Lambeth Council contends that homes suffer from damp and that the design of the estate encourages crime. Residents say that the crime rate is less than average and that problems with the buildings are the result of lack of maintenance by the council.

Architects PRP were appointed to explore redevelopment options for the estate in 2015 and on March 24, 2017, Lambeth Council reached a decision to completely demolish the estate. Campaign group Architects For Social Housing have been working with residents to develop an alternative regeneration plan for the estate, and residents continue to oppose the demolition of the estate.

== History ==
Central Hill Estate was built in two phases by Lambeth Council in 1967-1974. Rosemary Stjernstedt was brought in by Hollamby from the LCC and Ted Happold from Arup & Partners to advise on structural engineering. The design is celebrated by architecture scholars such as Owen Hatherley who described it as "a perfect modernist suburb, the finest of its kind south of the river".

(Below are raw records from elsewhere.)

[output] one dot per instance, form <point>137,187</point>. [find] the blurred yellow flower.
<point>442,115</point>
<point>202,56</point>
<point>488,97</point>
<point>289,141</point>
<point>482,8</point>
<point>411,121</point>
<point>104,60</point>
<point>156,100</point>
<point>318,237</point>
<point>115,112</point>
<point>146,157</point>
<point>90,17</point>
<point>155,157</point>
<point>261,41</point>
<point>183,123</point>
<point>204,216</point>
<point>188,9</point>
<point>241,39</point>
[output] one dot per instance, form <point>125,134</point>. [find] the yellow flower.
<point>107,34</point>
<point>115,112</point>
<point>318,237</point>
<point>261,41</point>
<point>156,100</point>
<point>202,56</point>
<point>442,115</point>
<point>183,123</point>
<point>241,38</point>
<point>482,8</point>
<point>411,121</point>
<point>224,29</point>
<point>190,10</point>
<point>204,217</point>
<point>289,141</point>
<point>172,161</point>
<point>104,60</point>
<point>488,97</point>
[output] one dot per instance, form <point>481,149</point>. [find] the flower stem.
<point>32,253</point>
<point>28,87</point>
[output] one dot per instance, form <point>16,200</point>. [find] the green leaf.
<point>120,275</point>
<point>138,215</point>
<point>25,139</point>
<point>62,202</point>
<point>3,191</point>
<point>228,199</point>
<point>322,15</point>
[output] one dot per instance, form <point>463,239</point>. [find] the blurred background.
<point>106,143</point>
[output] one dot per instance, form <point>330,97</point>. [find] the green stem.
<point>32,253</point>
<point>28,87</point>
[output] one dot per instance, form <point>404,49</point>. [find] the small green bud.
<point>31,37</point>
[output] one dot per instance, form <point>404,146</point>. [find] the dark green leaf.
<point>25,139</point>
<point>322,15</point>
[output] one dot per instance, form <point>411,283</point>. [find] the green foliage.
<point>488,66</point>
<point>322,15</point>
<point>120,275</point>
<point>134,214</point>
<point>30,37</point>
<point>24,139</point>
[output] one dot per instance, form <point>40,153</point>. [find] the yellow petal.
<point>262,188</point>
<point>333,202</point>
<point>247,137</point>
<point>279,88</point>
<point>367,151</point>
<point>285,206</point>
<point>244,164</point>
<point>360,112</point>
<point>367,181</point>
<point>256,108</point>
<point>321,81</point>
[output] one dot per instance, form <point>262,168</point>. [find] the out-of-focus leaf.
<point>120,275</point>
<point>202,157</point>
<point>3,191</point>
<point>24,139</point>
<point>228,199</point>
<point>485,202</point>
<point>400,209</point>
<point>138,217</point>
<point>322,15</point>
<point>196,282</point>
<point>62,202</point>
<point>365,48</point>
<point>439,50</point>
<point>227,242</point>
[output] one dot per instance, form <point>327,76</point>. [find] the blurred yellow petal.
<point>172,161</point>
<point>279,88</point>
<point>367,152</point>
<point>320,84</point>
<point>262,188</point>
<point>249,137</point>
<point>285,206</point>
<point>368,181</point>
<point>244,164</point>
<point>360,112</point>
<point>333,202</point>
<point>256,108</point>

In 2016, Historic England was criticised by the Twentieth Century Society for its decision to not list the estate for its historical value. The Society added the estate to its Risk List of architecture at risk of being lost in 2017.

== Description ==
The 162 flats and 212 houses are laid out in terraces of pale grey brick. It was conceived as a holistic community which epitomised the cradle to grave welfare state mentality of its designers and included a nurses' hostel, a day centre for the elderly and a doctors' surgery.